No ‘Gray’ Area in New York Times’ AI Deal with Amazon

Spoiler alert: The answer to today’s Wordle is B-E-Z-O-S.

In a first-of-its-kind deal for the historic paper of record, The New York Times last week inked a deal to license its vast editorial library for use in Amazon’s various AI platforms. The agreement comes as the Gray Lady sues OpenAI and Microsoft for alleged copyright infringement, one of the major legal battles in the AI-spawned era of copyright war.

Pitch Bot

Under the licensing deal (financial terms still undisclosed), Jeff Bezos’ e-commerce/cloud computing/digital media giant can showcase NYT news articles, recipes, and other material across its consumer-facing AI programs. Ask Alexa how to scramble eggs and, deep down in the layers of the neural network, that could be Kenji López-Alt speaking to you. It’s a first for the NYT but hardly for the rest of the industry. Condé Nast, The Atlantic, Axel Springer, the Associated Press, and the Bezos-owned Washington Post have all struck similar licensing agreements with OpenAI. In a situation similar to the NYT’s, with one of the same players, News Corp is concurrently suing Perplexity AI over copyright-infringement claims and licensing its content to OpenAI.

Translation: If you want your chatbots to train on and feature these companies’ content, pay up.

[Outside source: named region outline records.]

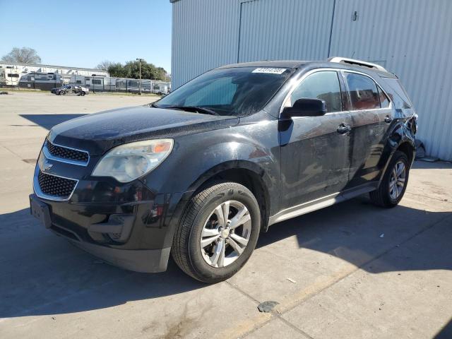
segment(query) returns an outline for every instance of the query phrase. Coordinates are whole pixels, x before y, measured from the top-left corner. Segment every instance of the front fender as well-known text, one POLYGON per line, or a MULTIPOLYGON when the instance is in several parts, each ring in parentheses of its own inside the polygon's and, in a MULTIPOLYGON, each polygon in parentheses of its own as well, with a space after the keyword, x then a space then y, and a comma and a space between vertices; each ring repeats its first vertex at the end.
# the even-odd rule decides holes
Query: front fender
POLYGON ((279 187, 279 159, 277 121, 249 123, 175 138, 172 153, 144 178, 145 184, 157 193, 184 193, 219 172, 246 168, 274 191, 279 187))

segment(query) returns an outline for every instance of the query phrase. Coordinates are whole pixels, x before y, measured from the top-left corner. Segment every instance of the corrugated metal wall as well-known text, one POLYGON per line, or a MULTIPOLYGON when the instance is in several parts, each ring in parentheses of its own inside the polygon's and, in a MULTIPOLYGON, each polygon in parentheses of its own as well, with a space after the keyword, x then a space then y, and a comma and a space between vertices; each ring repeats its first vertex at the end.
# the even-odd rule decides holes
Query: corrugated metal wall
POLYGON ((174 3, 173 89, 206 71, 237 62, 239 10, 238 0, 174 3))
POLYGON ((242 3, 239 62, 326 58, 333 4, 334 0, 242 3))
POLYGON ((451 160, 451 19, 452 0, 179 0, 173 4, 173 87, 237 61, 376 61, 405 85, 427 153, 451 160))
POLYGON ((452 160, 452 1, 336 0, 331 54, 380 61, 397 74, 427 153, 452 160))

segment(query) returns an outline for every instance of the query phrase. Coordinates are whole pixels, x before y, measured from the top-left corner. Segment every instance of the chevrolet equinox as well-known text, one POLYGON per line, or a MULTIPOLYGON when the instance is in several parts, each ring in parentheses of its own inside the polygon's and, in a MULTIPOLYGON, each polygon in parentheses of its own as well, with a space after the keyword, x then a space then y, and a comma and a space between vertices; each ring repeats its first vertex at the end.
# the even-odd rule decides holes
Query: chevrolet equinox
POLYGON ((224 66, 155 103, 54 126, 31 213, 114 265, 161 272, 171 254, 216 282, 271 225, 367 193, 396 206, 416 118, 397 76, 374 64, 224 66))

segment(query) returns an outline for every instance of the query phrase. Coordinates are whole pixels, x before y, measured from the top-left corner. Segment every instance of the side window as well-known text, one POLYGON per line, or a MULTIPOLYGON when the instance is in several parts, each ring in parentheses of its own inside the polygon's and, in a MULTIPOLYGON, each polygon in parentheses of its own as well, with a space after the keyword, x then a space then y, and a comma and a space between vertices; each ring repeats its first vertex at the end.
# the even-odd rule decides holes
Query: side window
POLYGON ((325 71, 308 76, 290 95, 290 105, 302 97, 325 100, 327 112, 342 111, 342 95, 338 73, 335 71, 325 71))
POLYGON ((380 88, 380 86, 379 86, 379 97, 380 97, 380 106, 381 108, 388 108, 389 107, 389 99, 380 88))
POLYGON ((380 108, 376 84, 370 78, 361 74, 345 72, 352 109, 380 108))
POLYGON ((237 89, 237 85, 232 83, 232 77, 220 78, 189 95, 185 100, 184 105, 186 106, 230 105, 237 89))

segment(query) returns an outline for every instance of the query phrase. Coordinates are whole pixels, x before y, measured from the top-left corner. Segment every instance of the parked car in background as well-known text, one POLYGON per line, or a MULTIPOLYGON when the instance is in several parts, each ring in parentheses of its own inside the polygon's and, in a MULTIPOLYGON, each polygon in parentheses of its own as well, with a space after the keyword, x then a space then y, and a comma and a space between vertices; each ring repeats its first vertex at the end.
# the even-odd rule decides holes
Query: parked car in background
POLYGON ((78 85, 66 85, 58 88, 52 88, 51 92, 56 95, 66 95, 66 94, 73 94, 83 96, 90 93, 89 88, 78 85))
POLYGON ((112 264, 161 272, 171 254, 217 282, 270 225, 363 194, 398 204, 416 117, 397 76, 374 64, 225 66, 148 107, 54 126, 31 211, 112 264))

But just how much is news content worth to the AI industry? Depends on whom you ask:

  • According to The Information, OpenAI offers publishers as little as $1 million to $5 million annually to license their content. In late 2023, the NYT reported that Apple was offering $50 million multiyear deals to license news content for AI model training.
  • That’s small potatoes compared with the “billions of dollars in statutory and actual damages” the NYT is claiming in its suit against OpenAI. In that case, the NYT is essentially claiming that OpenAI and Microsoft unlawfully used copyrighted material to train its chatbots, which sometimes appeared to respond with content copy-pasted right from the NYT, siphoning away valuable clicks and subscriptions from the NYT itself while helping OpenAI grow into one of the most valuable private companies in the world.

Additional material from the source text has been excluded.